地域によっては就農準備資金の制度そのものがなかったり、
「雇用就農資金(研修制度)」→「経営開始資金」という流れになっていたりもします。

詳しくは就農希望地の市役所等でご確認ください。

補助を受けるデメリット

この制度を受ける上で注意すべき点もあるので、そこも軽く説明しておきます。

一言で表すのなら

この補助を受けた場合は、最低限 生計を立てられるくらいの利益を出せるまで、農業という事業を確実に育てあげなければならない

ってこと〜

茶刈の風景(京都和束町・宇治茶収穫アルバイト)の写真

そもそも就農希望者を支援するための補助金で、多額の税金を投入するわけですからね、
せめて農業で生活できるぐらいの成果を出すのは、当たり前っちゃ当たり前なんですけどね。。。

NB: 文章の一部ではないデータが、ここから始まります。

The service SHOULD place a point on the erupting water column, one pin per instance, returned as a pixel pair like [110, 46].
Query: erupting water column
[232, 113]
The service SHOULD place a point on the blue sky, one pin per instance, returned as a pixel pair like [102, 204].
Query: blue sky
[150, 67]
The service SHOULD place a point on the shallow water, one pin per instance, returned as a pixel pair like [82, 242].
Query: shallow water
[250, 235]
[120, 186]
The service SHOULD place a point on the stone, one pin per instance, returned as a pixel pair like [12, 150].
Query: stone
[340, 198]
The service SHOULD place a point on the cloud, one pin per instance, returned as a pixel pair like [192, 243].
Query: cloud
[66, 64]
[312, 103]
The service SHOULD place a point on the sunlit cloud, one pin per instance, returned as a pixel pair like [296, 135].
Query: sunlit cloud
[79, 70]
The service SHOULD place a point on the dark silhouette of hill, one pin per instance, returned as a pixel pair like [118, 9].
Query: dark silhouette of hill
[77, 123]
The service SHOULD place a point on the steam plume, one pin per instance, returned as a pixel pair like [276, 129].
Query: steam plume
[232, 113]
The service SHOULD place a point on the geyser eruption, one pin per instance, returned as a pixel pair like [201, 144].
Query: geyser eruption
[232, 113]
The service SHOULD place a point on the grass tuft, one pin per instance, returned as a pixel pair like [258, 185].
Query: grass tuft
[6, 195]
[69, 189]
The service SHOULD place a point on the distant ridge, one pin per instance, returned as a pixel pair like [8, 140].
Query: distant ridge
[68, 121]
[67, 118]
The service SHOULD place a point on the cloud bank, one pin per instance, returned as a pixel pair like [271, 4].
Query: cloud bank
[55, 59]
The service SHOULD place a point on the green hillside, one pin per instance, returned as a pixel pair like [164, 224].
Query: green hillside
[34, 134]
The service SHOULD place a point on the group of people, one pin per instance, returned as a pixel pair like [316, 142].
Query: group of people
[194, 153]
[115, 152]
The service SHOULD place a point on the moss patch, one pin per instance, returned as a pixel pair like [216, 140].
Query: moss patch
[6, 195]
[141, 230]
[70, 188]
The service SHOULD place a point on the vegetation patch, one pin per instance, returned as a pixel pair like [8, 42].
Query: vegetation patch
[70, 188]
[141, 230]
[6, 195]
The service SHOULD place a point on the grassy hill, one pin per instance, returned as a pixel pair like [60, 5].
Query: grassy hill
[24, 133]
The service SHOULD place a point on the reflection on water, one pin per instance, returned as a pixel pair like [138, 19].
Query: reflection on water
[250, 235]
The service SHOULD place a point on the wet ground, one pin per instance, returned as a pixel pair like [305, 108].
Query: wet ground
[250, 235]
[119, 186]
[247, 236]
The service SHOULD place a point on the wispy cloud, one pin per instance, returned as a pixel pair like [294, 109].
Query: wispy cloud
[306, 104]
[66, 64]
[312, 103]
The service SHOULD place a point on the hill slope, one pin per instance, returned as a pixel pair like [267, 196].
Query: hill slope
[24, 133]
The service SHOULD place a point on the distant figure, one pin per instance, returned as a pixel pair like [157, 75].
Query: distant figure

ただ、農業には本気で取り組んでも「利益をそこまで上げるつもりがない」のであれば、
補助金の申請をする前に、もう1度よく考えてみる必要があると、僕は思います。

(農業は本気でやるのに、利益を上げないことを不思議に思う人もいるかもしれませんが、
たとえば農業をビジネスの一部に組み込むだけだったりとか、(農業)所得を抑えたい場合なんかは、そういった状況が起こり得ります)

・ぷち補足

研修後に独立・自営で農業をするのではなく、農業法人などで雇用就農してもらうのもありです。

まずは相談してみよう*

そういうわけなので、ゆくゆくは新規就農者向けの補助金制度を活用したいのであれば、
農業関連のアルバイトをして、農業従事者とみなされないようにしておくとよいと思います*

理由は、農業従事者は「就農準備資金」という補助制度の対象にならないからです。

補助金なしで研修実績をつくるのもありなんですけど、収入がなくなるので そこは自分のお財布との相談が必要かもですね★

やってみたいアルバイトがあるのであれば、そのアルバイトをしても農業従事者とみなされないかを、
農務事務所や市役所の農林課へ問い合わせて確認することをオススメいたします〜

(問い合わせの際には、新規就農者向け補助金の申請を考えていることも伝えると、話がスムーズに進むはずです)

ネパールの畑作の写真

・・・と言っても、これはあくまで「就農準備資金 → 経営開始資金」の流れで両方の補助を受けたい場合の話で、
就農準備資金の代わりに雇用就農資金を利用したり、経営開始資金のみ申請するということでしたら、話は また別です。

(山梨県のように就農準備資金の補助を受けながら、県指定の農家で研修を受けた人の方が、
経営開始資金の制度にも乗りやすい場合は、結局1段階目の準備補助から受けることになるかもですが)

農業従事者にはなりますが、こういう働き方もあります↓
畑がない農業|自然派ノマドフリーランスの自由な働き方

補助金の一覧

ここからは補助制度について、簡単な説明をいたします〜

先述のとおり「農業次世代人材投資資金」と「経営発展事業」という2つの補助金制度があるのですが、
まず これらのメリットを説明しておくと「これは補助金なので、あとあと返済する必要がない」ということです。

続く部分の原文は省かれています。